Not that repositories ever really were only about published scholarly output, but for some organizations that was the easiest first bar to reach. But at Open Repositories 2012, it was clear that the bar has been raised.
OR2012, held at the University of Edinburgh from July 9-13, 2012, had over 480 registered attendees from over 40 countries. The participants included developers, librarians, library administrators and service providers. The topics were, as usual, quite wide-ranging, including calls for increased open access to scholarly publications, introductions to core repository technologies, presentations on new types of repository services, the need for name identifiers/disambiguation and the ever-popular developer challenge. The entire conference was live-blogged, which provided some remarkable coverage. And there is a tweet archive for the tag #or2012. Oh, and there is a Flickr pool.
But if there was one word that that was woven into almost every presentation, it was this: DATA.
Which made me very happy. Because anyone who reads my posts here or has seen my speak anywhere in the past 9 months knows that I go on and on about two things: Library, Archive, and Museum collections are now being mined as data by researchers, which requires new management strategies and new self-serve services. And, consequently, cultural institutions all have big data and need different IT infrastructures for the processing and serving of these collections. And I said as much in my presentation at OR2012 (Check out the live blog post from the session I spoke in).
Just about everyone was discussing RDM, or Research Data Management. It has become clear that institutional repositories must not only manage scholarly publications, but the data that was created through observation and experimentation or collected and published, in order to support the “re-” activities: review, reuse, replicability and reproducibility. RDM platforms are needed to help researches capture and share and publish their datasets. The public-facing discovery infrastructure is but a small part of this effort: the greater need and effort is in capturing data from the original instruments and formats and the transfer and documentation of datasets in a reliable, documented way to support a forensic level of authenticity for future researchers. The Digital Curation Centre has a great blog post reviewing some of the sessions on this topic.
Another word which was everywhere was “identifiers.” Disambiguation of researchers/authors has been a known issue since the earliest Institutional Repositories, where one publication might be by “Leslie Johnston,” and another by “L. Johnston,” and another by “Leslie L. Johnston,” depending upon the publication’s stylebook. Is that the same person to someone searching for all my publications? ORCID is the more mature service in the assignment and resolution of identifiers, but the status of ISNI, aka ISO 27729, was also presented.
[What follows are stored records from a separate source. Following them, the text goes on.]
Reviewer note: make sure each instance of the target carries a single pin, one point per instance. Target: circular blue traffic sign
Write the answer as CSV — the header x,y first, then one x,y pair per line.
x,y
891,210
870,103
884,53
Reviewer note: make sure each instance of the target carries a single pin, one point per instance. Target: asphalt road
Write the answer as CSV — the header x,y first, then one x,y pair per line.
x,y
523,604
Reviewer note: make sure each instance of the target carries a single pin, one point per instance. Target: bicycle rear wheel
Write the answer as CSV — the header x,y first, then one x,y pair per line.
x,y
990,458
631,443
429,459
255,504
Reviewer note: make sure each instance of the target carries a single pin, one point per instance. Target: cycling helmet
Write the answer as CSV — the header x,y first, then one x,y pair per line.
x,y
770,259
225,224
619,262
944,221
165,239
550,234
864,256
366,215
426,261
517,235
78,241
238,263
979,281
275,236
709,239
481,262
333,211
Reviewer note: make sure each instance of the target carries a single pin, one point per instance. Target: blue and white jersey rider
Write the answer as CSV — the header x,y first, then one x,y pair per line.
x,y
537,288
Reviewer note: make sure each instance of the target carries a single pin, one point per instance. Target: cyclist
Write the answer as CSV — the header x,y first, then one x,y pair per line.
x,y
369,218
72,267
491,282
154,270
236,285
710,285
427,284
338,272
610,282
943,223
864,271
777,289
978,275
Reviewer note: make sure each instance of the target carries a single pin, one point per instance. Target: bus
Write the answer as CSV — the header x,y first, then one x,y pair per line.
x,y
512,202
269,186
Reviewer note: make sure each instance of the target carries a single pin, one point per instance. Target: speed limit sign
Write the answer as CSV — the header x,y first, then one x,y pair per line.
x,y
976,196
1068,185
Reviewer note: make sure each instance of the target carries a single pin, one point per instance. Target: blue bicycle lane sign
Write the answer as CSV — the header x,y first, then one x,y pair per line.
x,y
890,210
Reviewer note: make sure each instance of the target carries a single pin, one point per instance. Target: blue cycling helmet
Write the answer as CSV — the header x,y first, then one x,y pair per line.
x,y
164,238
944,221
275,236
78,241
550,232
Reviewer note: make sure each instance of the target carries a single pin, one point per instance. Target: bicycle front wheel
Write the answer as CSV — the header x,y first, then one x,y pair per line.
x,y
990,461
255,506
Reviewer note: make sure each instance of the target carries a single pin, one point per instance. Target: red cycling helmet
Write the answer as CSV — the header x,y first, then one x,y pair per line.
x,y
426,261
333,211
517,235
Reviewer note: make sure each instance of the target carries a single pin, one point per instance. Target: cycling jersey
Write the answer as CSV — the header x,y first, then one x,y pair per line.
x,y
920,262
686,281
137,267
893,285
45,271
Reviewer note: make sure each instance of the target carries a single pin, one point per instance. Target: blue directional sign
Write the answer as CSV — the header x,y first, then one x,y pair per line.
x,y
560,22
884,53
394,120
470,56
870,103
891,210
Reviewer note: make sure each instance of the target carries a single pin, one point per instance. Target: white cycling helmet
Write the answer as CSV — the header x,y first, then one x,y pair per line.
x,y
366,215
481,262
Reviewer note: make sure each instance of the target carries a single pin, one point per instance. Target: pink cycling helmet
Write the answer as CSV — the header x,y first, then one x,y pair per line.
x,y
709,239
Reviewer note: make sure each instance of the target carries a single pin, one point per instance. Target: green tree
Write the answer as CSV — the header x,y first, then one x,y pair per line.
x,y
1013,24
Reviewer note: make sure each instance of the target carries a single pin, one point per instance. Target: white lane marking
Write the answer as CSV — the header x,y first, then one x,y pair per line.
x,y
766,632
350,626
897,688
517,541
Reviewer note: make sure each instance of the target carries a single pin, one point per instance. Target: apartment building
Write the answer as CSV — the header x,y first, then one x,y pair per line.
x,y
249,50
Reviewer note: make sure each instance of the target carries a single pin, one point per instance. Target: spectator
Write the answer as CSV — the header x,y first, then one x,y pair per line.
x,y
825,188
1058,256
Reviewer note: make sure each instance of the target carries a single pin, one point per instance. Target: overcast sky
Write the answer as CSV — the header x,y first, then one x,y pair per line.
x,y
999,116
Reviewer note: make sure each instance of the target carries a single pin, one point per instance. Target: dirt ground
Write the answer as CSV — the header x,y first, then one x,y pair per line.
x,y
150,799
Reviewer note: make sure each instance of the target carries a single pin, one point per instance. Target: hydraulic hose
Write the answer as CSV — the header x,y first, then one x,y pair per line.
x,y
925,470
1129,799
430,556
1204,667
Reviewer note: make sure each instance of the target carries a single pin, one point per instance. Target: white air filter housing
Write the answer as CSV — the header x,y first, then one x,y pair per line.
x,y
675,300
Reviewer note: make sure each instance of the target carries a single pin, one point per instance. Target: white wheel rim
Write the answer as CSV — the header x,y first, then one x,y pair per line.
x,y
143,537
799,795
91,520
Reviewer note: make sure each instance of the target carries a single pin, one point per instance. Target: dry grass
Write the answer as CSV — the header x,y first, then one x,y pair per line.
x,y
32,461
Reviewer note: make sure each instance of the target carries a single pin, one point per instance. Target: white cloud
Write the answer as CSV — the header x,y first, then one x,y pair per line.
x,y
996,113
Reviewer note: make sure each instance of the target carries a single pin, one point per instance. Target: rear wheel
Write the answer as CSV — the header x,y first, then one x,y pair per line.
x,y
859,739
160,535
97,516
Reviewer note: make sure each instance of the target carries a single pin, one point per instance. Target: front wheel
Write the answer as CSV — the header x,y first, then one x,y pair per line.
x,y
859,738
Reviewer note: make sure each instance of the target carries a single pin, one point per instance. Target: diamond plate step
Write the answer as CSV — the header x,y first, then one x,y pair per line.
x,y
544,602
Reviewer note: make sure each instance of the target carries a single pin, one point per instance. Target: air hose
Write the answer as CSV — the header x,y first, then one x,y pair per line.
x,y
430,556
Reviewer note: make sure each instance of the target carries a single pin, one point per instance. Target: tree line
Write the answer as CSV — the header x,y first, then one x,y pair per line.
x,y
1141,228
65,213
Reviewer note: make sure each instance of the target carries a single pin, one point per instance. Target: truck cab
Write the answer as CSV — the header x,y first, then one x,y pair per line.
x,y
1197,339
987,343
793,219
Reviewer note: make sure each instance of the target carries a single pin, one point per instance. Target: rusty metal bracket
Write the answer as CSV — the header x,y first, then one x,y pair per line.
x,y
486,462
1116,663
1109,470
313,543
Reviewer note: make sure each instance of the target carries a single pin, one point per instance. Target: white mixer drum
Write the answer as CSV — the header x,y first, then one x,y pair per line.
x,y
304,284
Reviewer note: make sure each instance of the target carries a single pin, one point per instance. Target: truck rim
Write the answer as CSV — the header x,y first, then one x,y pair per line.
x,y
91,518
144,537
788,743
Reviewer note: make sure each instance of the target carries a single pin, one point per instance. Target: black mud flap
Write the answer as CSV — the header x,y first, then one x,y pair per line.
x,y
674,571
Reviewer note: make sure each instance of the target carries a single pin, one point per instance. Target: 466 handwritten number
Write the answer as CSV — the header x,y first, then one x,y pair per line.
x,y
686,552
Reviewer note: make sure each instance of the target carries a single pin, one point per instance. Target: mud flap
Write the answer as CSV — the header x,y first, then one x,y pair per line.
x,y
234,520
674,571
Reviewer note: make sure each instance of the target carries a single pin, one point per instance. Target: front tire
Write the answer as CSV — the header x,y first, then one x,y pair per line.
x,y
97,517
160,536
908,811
There will likely never be a single unique identifier, as there are these two international services, national services, and institutional services. The catch will be crosswalking between all the identifiers. The same can be said for article or item identifiers, such as the DOI, which has a high level of buy-in in the publishing realm, but uneven adoption for other types of objects.
There was also a lot of discussion about scale. Not a lot of solutions yet, but a lot of discussion. I heard some very promising presentations about optimization for Solr and the use of noSQL databases.
Linked Open Data was, unsurprisingly, a topic of discussion. The opening plenary by Cameron Neylon from the Public Library of Science very much emphasized this point: “It’s about links; it’s about connectedness.” And it’s not just linking between objects and repositories, but synchronization between them. Some very interesting early work was presented on the Webtracks and ResourceSync projects.
I can never say enough about the Developer’s Challenge at OR, where developers pitch ideas, refine the ideas, and often develop code in but a few hours. DevSCI, which sponsored the challenge, covered the event and the winners.
I would encourage anyone interested in any of these topics to read through the comprehensive session live-blogging, and to check out videos on the OR2012 YouTube channel. My own session is apparently missing, due to unrecoverable file corruption (really).